4:24 am Shari's at Monroe and Indiana & r & It seemed perfect that midway through this Day in the Life shit, I would get in a fight with my boyfriend. We squabbled, apologized, hugged, made up. But inconveniently, we were more tired than ever. Red-eyed, hungry and still needing to finish one more assignment, we shirked going to watch the freaks at Frankie Doodle's and chose the late night we-got-in-a-fight-but-are-happy-again couples center of the West Coast: Shari's. At this hour, it's just nice to be with someone.


And it seemed like everyone there (except the Magic the Gathering geeks in the next table over) felt the same way. A girl still in clubbing clothes finished off a prime rib, gazing doe-eyed across the table at her date. Arguing couples were tying up loose ends, apologizing for things that shouldn't have been said and sitting side-by-side in booths meant for four. No one comes to Shari's this late unless they've made up -- if they haven't, they'd be off drinking alone.


Our mozzarella sticks and two Harry's Fish and Mac's arrived as the Magic guys argued over whose turn it was to attack. Silently we scraped our plates, listening to other people making up. Elton John's "Your Song" drifts on over the sound system, and more than one couple stops, kisses, clasps hands. At this hour, even the cheesiest song is the white flag that everyone needs. --Leah Sottile





5:33 am Kalispel Indian Powwow Ground & r & "Sing!" The padded heads of drumsticks beat the taut skin and voices rise.


"Sing!"


The world curves toward another dawn. Mist draping the broad Pend Oreille River releases its hold and lifts, like ghostly arms outstretched, into brightening sky.


"Sing!"


Voices ascend in a corner of the powwow ground where Diana James, a member of the San Poil bands of the Colville Confederated Tribes, is among the diehard stick game players. Two lines are left, facing each other.


"Sing!"


The contest of song and wits started long before, when the sun had called an end to Friday, and continued through the bitter dark hours when the powwow grounds security crew huddled near their burn barrel.


"Long time ago, we didn't play like we do now, singing all these different songs," James says. "Long time ago, it was whose song was the most powerful."

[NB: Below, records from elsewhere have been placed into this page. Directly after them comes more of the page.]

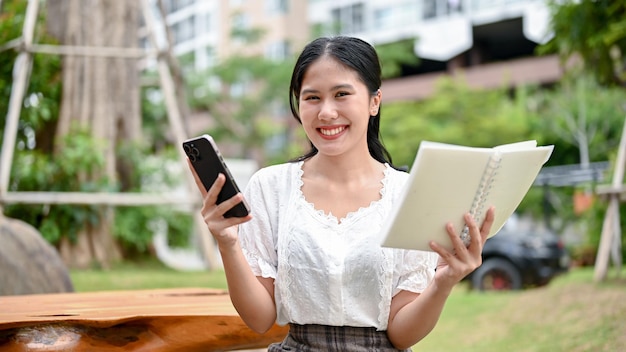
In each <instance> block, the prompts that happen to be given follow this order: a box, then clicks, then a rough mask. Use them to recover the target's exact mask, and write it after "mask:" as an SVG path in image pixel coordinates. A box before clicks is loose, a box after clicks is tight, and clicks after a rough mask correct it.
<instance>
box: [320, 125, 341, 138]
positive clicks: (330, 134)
mask: <svg viewBox="0 0 626 352" xmlns="http://www.w3.org/2000/svg"><path fill="white" fill-rule="evenodd" d="M345 130H346V126H335V127H320V128H319V131H320V133H321V134H323V135H324V136H327V137H332V136H336V135H338V134H340V133H341V132H343V131H345Z"/></svg>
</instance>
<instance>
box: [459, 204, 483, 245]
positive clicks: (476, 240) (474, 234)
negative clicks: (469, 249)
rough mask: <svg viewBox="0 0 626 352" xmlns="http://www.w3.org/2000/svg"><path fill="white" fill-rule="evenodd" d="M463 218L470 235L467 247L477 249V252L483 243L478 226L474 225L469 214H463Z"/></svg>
mask: <svg viewBox="0 0 626 352" xmlns="http://www.w3.org/2000/svg"><path fill="white" fill-rule="evenodd" d="M464 217H465V225H466V226H467V227H468V229H469V235H470V244H469V246H468V247H469V248H477V249H478V250H480V249H481V248H482V243H483V234H482V233H481V231H480V230H479V229H478V224H477V223H476V220H475V219H474V217H473V216H472V215H471V214H469V213H467V214H465V216H464ZM485 236H486V235H485Z"/></svg>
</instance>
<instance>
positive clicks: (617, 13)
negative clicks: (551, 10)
mask: <svg viewBox="0 0 626 352" xmlns="http://www.w3.org/2000/svg"><path fill="white" fill-rule="evenodd" d="M550 5H551V9H552V29H553V30H554V34H555V36H554V38H553V39H552V40H551V41H550V42H548V43H547V44H546V45H545V46H543V47H540V49H539V50H540V51H539V52H540V53H550V52H556V53H558V54H559V55H561V56H562V57H563V58H564V59H567V58H569V57H570V56H571V55H572V54H575V53H577V54H579V55H580V56H581V57H582V59H583V62H584V64H585V67H586V69H588V70H590V71H591V72H593V73H594V74H595V76H596V78H597V80H598V81H599V82H600V83H601V84H603V85H622V86H623V85H624V84H626V56H625V55H626V2H624V1H615V0H565V1H562V0H552V1H550Z"/></svg>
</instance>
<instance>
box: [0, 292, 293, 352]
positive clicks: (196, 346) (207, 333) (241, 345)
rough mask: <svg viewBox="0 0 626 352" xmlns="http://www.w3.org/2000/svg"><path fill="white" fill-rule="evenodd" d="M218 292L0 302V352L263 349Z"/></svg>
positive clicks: (22, 296) (281, 329)
mask: <svg viewBox="0 0 626 352" xmlns="http://www.w3.org/2000/svg"><path fill="white" fill-rule="evenodd" d="M287 330H288V327H280V326H274V327H273V328H272V329H271V330H270V331H268V332H267V333H265V334H263V335H260V334H257V333H255V332H253V331H252V330H250V329H249V328H248V327H247V326H246V325H245V324H244V323H243V321H242V320H241V318H239V316H238V314H237V312H236V311H235V309H234V307H233V306H232V304H231V302H230V298H229V297H228V293H227V292H226V291H223V290H214V289H200V288H197V289H196V288H184V289H160V290H138V291H105V292H92V293H64V294H41V295H24V296H0V350H1V351H6V352H12V351H16V352H17V351H20V352H22V351H90V352H92V351H93V352H98V351H138V352H143V351H146V352H148V351H149V352H161V351H168V352H169V351H181V352H182V351H185V352H194V351H232V350H238V349H239V350H240V349H252V348H265V347H267V346H268V345H269V344H270V343H272V342H275V341H280V340H282V339H283V338H284V336H285V335H286V333H287Z"/></svg>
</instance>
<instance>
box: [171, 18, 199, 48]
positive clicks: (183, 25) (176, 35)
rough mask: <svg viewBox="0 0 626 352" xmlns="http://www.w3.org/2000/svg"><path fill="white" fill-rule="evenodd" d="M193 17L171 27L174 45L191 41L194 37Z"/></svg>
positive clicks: (194, 19)
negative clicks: (172, 34) (173, 32)
mask: <svg viewBox="0 0 626 352" xmlns="http://www.w3.org/2000/svg"><path fill="white" fill-rule="evenodd" d="M194 23H195V17H189V18H186V19H185V20H183V21H180V22H177V23H175V24H174V26H173V32H174V41H175V42H176V44H179V43H182V42H185V41H187V40H191V39H193V37H194Z"/></svg>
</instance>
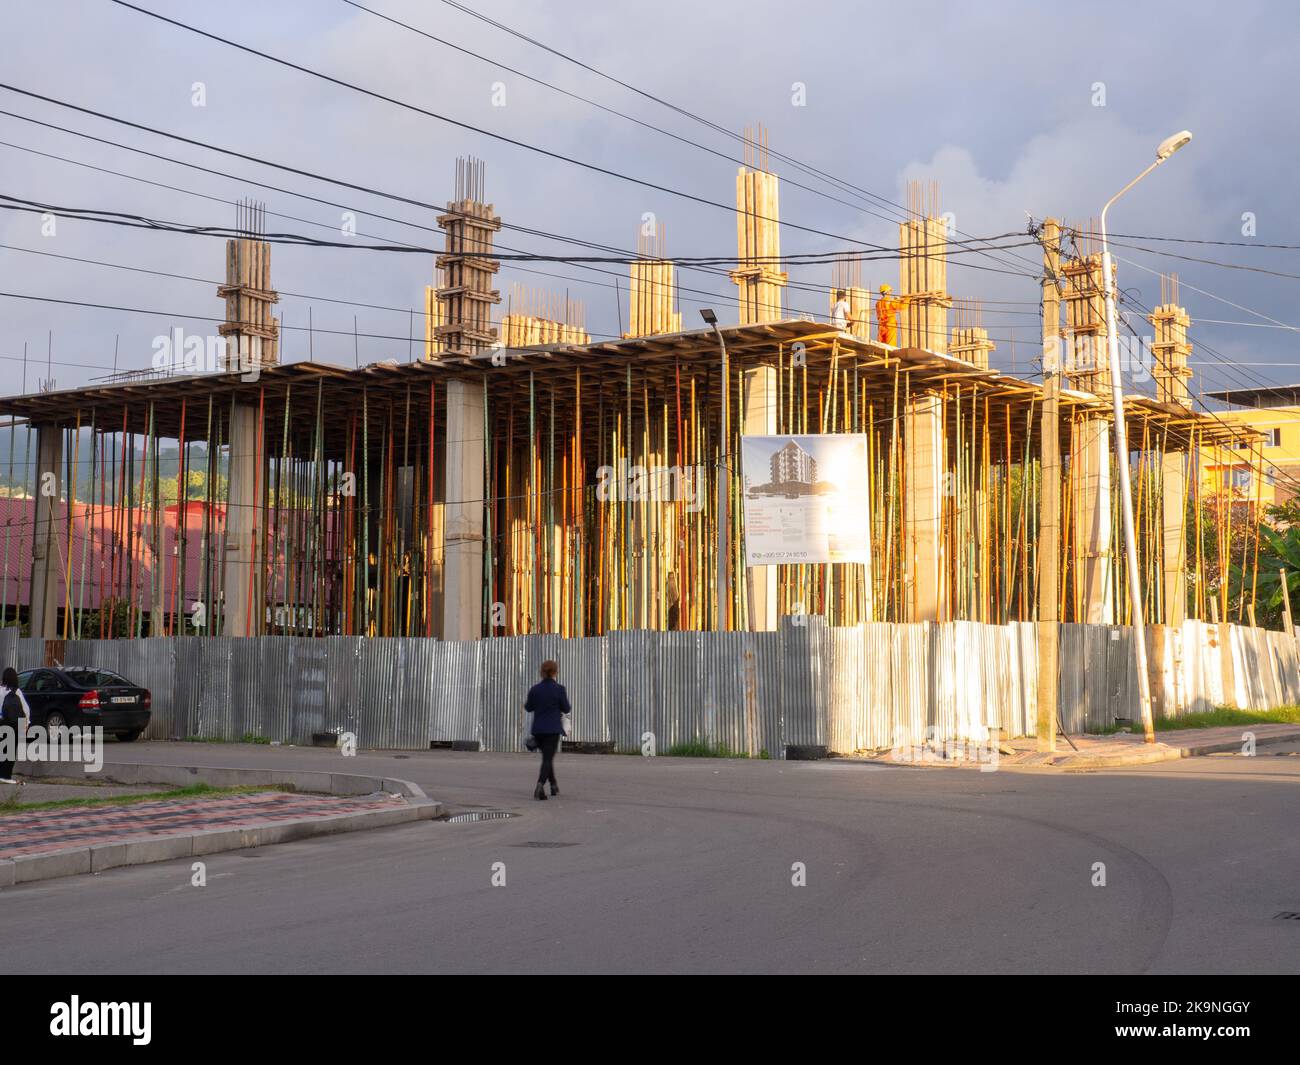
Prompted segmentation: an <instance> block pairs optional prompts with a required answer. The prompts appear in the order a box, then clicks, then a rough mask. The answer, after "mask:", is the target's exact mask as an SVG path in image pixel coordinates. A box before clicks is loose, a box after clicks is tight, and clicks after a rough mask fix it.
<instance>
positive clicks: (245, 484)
mask: <svg viewBox="0 0 1300 1065" xmlns="http://www.w3.org/2000/svg"><path fill="white" fill-rule="evenodd" d="M257 420H259V419H257V408H256V407H252V406H248V404H243V403H240V404H237V406H234V407H233V408H231V412H230V481H229V486H227V503H226V557H225V566H224V571H225V583H224V585H222V599H224V603H222V625H221V635H222V636H260V635H261V629H263V610H261V607H260V603H261V602H263V598H261V550H260V547H261V544H260V540H261V538H260V537H259V536H257V534H256V519H257V494H259V484H260V477H259V471H257V467H259V462H260V455H259V446H257V443H259V442H257Z"/></svg>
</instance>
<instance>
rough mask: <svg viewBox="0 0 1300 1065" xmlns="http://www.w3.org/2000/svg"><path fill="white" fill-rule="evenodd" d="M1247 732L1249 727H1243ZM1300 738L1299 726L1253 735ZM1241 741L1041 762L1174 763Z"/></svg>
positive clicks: (1057, 765)
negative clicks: (1287, 731) (1291, 727)
mask: <svg viewBox="0 0 1300 1065" xmlns="http://www.w3.org/2000/svg"><path fill="white" fill-rule="evenodd" d="M1242 731H1243V732H1249V731H1251V730H1249V728H1243V730H1242ZM1296 740H1300V728H1294V730H1291V731H1290V732H1270V733H1269V735H1268V736H1256V737H1255V745H1256V746H1268V745H1269V744H1288V743H1295V741H1296ZM1240 749H1242V741H1240V740H1221V741H1219V743H1216V744H1201V745H1200V746H1170V748H1165V749H1164V750H1151V752H1147V750H1143V749H1139V750H1135V752H1134V753H1131V754H1128V753H1117V754H1101V756H1097V757H1095V758H1093V757H1091V756H1087V754H1067V756H1066V757H1065V758H1062V759H1061V761H1060V762H1050V763H1044V765H1047V766H1048V767H1049V769H1106V767H1110V766H1141V765H1148V763H1153V762H1174V761H1178V759H1179V758H1200V757H1203V756H1205V754H1223V753H1227V752H1231V750H1240ZM1022 765H1032V763H1022Z"/></svg>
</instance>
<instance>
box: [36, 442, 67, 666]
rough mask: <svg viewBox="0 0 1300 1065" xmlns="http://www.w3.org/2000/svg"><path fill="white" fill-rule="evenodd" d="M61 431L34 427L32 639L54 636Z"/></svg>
mask: <svg viewBox="0 0 1300 1065" xmlns="http://www.w3.org/2000/svg"><path fill="white" fill-rule="evenodd" d="M62 469H64V429H62V427H61V425H38V427H36V512H35V527H34V529H32V542H31V619H30V620H31V625H30V631H31V635H32V636H36V637H40V638H44V640H53V638H56V637H57V636H59V575H60V563H59V499H60V494H61V489H62V484H64V473H62Z"/></svg>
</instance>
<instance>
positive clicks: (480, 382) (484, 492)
mask: <svg viewBox="0 0 1300 1065" xmlns="http://www.w3.org/2000/svg"><path fill="white" fill-rule="evenodd" d="M446 424H447V429H446V433H447V450H446V464H445V479H446V480H445V494H443V560H442V567H443V607H442V638H443V640H477V638H478V637H480V636H481V635H482V605H484V495H485V488H486V477H485V469H484V440H485V437H486V421H485V417H484V384H482V382H476V381H448V382H447V416H446Z"/></svg>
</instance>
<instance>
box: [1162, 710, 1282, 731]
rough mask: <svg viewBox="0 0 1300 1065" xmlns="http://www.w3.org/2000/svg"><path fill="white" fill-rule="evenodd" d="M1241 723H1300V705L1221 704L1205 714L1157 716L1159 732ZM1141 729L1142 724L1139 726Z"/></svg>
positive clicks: (1217, 727) (1209, 726)
mask: <svg viewBox="0 0 1300 1065" xmlns="http://www.w3.org/2000/svg"><path fill="white" fill-rule="evenodd" d="M1240 724H1300V706H1282V707H1279V709H1277V710H1234V709H1231V707H1229V706H1219V707H1218V709H1217V710H1206V711H1205V713H1204V714H1184V715H1183V717H1180V718H1156V731H1157V732H1170V731H1173V730H1175V728H1221V727H1223V726H1240ZM1139 731H1140V726H1139Z"/></svg>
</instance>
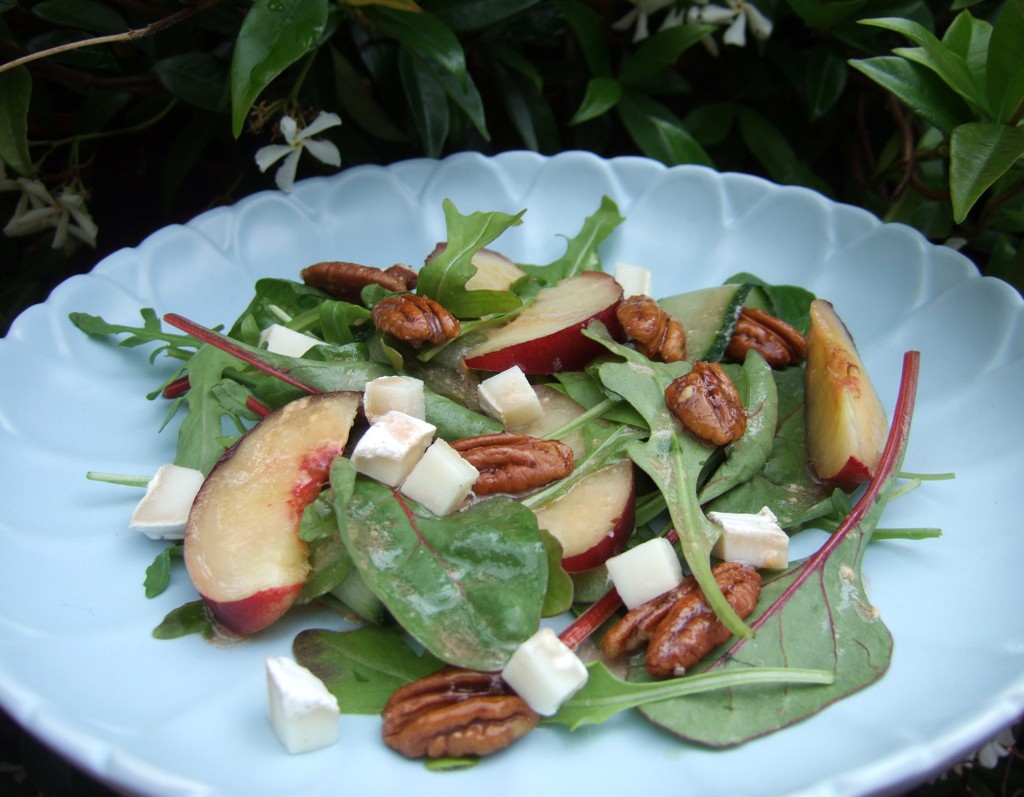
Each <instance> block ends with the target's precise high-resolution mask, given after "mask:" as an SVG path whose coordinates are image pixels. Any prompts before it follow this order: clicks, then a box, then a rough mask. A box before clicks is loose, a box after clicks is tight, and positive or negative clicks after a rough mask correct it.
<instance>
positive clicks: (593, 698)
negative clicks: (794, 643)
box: [549, 662, 836, 730]
mask: <svg viewBox="0 0 1024 797" xmlns="http://www.w3.org/2000/svg"><path fill="white" fill-rule="evenodd" d="M587 670H588V671H589V676H588V678H587V682H586V683H585V684H584V686H583V688H581V689H580V690H579V691H578V693H577V694H575V695H573V696H572V697H571V698H570V699H569V700H567V701H566V702H565V703H564V704H562V706H561V708H559V709H558V713H557V714H555V715H554V716H553V717H552V718H551V719H550V720H549V721H550V722H556V723H559V724H565V725H568V726H569V728H570V729H572V730H575V729H577V728H578V727H580V726H582V725H587V724H595V723H600V722H604V721H605V720H608V719H610V718H611V717H613V716H615V714H617V713H618V712H621V711H625V710H627V709H632V708H638V707H642V706H645V705H648V704H653V703H659V702H662V701H668V700H678V701H685V700H687V699H689V698H691V697H693V696H696V695H703V694H706V693H714V691H718V690H721V689H738V690H739V691H741V693H744V694H745V691H746V690H748V689H749V690H751V691H754V693H755V694H758V693H760V691H761V690H764V691H767V693H769V694H772V695H777V694H778V689H777V686H778V684H780V683H781V684H786V685H787V686H788V685H791V684H792V685H798V684H801V685H814V684H829V683H833V682H834V681H835V679H836V675H835V673H833V672H831V671H830V670H809V669H798V668H796V667H748V668H743V669H740V668H737V669H734V670H725V671H722V672H712V673H702V674H699V675H689V676H687V677H685V678H669V679H668V680H660V681H647V682H638V681H624V680H623V679H622V678H616V677H615V676H614V675H612V674H611V671H610V670H609V669H608V668H607V666H606V665H605V664H604V663H602V662H591V663H590V664H588V665H587Z"/></svg>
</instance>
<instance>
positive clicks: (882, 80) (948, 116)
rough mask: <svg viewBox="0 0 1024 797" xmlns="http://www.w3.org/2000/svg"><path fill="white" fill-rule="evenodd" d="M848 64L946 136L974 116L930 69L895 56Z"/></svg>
mask: <svg viewBox="0 0 1024 797" xmlns="http://www.w3.org/2000/svg"><path fill="white" fill-rule="evenodd" d="M850 66H851V67H853V68H854V69H855V70H857V71H858V72H861V73H863V74H864V75H866V76H867V77H869V78H870V79H871V80H873V81H874V82H876V83H878V84H879V85H880V86H882V87H883V88H885V89H887V90H888V91H891V92H892V93H893V94H895V95H896V96H897V98H899V99H900V100H901V101H902V102H903V103H904V104H905V106H907V107H908V108H909V109H910V110H911V111H913V112H914V113H915V114H918V116H920V117H921V118H922V119H925V120H927V121H928V122H930V123H932V124H933V125H935V126H936V127H937V128H939V129H940V130H942V131H943V132H944V133H945V134H946V135H948V134H949V133H950V132H951V131H952V129H953V128H954V127H956V125H958V124H963V123H964V122H966V121H969V120H971V119H972V118H973V116H974V115H973V114H972V113H971V109H969V108H968V107H967V103H966V102H965V101H964V100H963V99H962V98H961V97H959V95H957V94H956V92H954V91H953V90H952V89H950V88H949V87H948V86H947V85H946V83H945V82H943V80H942V79H941V78H940V77H939V76H938V75H936V74H935V73H934V72H933V71H931V70H929V69H926V68H924V67H922V66H920V65H918V64H914V62H913V61H909V60H906V59H905V58H900V57H898V56H896V55H881V56H878V57H874V58H862V59H859V60H851V61H850Z"/></svg>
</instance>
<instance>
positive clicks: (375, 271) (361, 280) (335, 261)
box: [301, 260, 417, 302]
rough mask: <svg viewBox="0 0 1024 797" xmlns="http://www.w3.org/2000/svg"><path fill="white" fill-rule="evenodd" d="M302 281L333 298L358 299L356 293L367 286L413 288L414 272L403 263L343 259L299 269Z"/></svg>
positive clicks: (361, 290)
mask: <svg viewBox="0 0 1024 797" xmlns="http://www.w3.org/2000/svg"><path fill="white" fill-rule="evenodd" d="M301 277H302V282H304V283H305V284H306V285H311V286H312V287H314V288H319V289H321V290H322V291H324V292H325V293H329V294H331V295H332V296H333V297H334V298H336V299H341V300H343V301H350V302H358V301H359V293H360V292H361V291H362V289H364V288H366V287H367V286H368V285H379V286H381V287H382V288H387V289H388V290H389V291H411V290H413V289H414V288H416V280H417V276H416V271H414V270H413V269H412V268H410V267H409V266H406V265H400V264H397V263H396V264H395V265H392V266H391V267H390V268H384V269H381V268H376V267H374V266H372V265H359V264H358V263H349V262H345V261H342V260H331V261H325V262H323V263H313V264H312V265H308V266H306V267H305V268H303V269H302V271H301Z"/></svg>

The sun is clocking its way around from the far side, racing to meet the game again, to belly-skim above the tall ridge to the east.


"Sing!"


Osprey stagger onto a pole above the gate, bleary as husbands before breakfast. The sun bursts over the ridge, shadows leap toward the river. There are only a few sticks left to kill. Steam rises from coffee held in arms outstretched.